The Harvard Club is also a hotel. There’s a front desk which you can’t avoid and the people working behind it are going to ask you if there’s anything they can help you with. Tell them you’re meeting someone at the bar. They will direct you to it. After you’ve breached the first line of security you’re free to roam the premises.


It’s important to walk around like you’ve got somewhere important to be. Or at least like you belong there. If you double-take or second guess your steps, they’ll get suspicious. There’s always someone watching.


There are secluded areas like this one. It is hard to imagine what these spaces, if anything, get used for anymore. It seems like anyone who’d be attending the Harvard Club would either confine themselves to the business room, a small bank of desktop PCs, or the bar.


If you wanted to you could probably sit here for hours, reading.
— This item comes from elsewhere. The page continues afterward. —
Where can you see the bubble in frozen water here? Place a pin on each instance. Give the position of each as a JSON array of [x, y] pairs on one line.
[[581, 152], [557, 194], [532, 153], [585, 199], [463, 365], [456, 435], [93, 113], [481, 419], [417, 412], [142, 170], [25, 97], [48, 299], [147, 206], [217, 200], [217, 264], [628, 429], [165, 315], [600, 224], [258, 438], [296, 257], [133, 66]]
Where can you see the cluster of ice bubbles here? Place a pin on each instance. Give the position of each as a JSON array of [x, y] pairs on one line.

Though that would probably spark suspicion since it’s unlikely anyone ever does this.


Take a picture of the debate fliers that your friend, Bob, would get a kick out of. Lift back one of these frames, find that it is a safe cover, find that the safe is unlocked, find that there is a key in the safe, find that there is a corresponding lock across the hallway in a secret wooden panel, find that the door leads you down into a secret fraternity spanking dungeon.


The Algonquin Hotel is two doors down. Stop in and take a picture. Try to feel a connection, to be moved or wowed by the legacy of New York writers bred by this place. Feel nothing.


  1. kim says:

    Wow! Did you really find a secret dungeon? That room with the glass bookcases makes me uncomfortable–I imagine “Eyes Wide Shut”-like things going on in there.

  2. chris says:

    You better believe I found a secret dungeon. I’ve got the spanked butt cheeks to prove it.